I try to hold onto my equilibrium as I read Penelope Keith’s comments in Country Life Magazine on people divorcing in their 50’s and 60’s. Her comments are reproduced in The Daily Mail: http://dailym.ai/112A4Rf
‘If only we could educate people to go on living together for longer. It’s all these single dwellings, all these women in their 50s and 60s who suddenly want their own space, to be their own people. To do what?’
Ms Keith is bemoaning the fact that in her Surrey village, property prices are out of most people’s reach. She blames divorcing women.
One can only surmise that Ms Keith, or should we call her Mrs Keith doesn’t live in the real world.

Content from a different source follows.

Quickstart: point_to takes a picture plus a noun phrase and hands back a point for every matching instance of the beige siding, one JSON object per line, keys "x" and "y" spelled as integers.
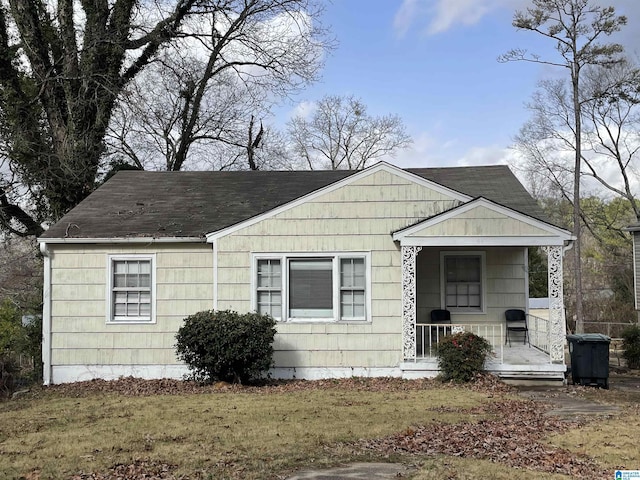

She must think that women in their 50’s and 60’s who find themselves divorced do so in a tra la la fashion, gaily stepping into the shoes of singledom so that they can live in an often smaller home, away from all that they have known for the last 30 odd years. Perhaps Ms (Sorry, Mrs) Keith thinks that divorce is a joyful thing, something to be relished and looked forward to in later years and that a bi-product of it is to inadvertently push up house prices in an area where I am sure her house is priced beyond the reach of many.
Well, Ms Keith, if you would care to be a fly on the wall in one of our support groups, or workshops, you would in fact, see fairly quickly, that no-one chooses to be divorced or separated lightly, or without much thought often over many years. Or indeed, often those women that you see living in ‘single dwellings’ as you so lovingly call them, often find themselves separated against their will or choice by a husband who has chosen to look elsewhere.
Think again Ms Keith and perhaps after that you might just have a little empathy and dare I say it – understanding.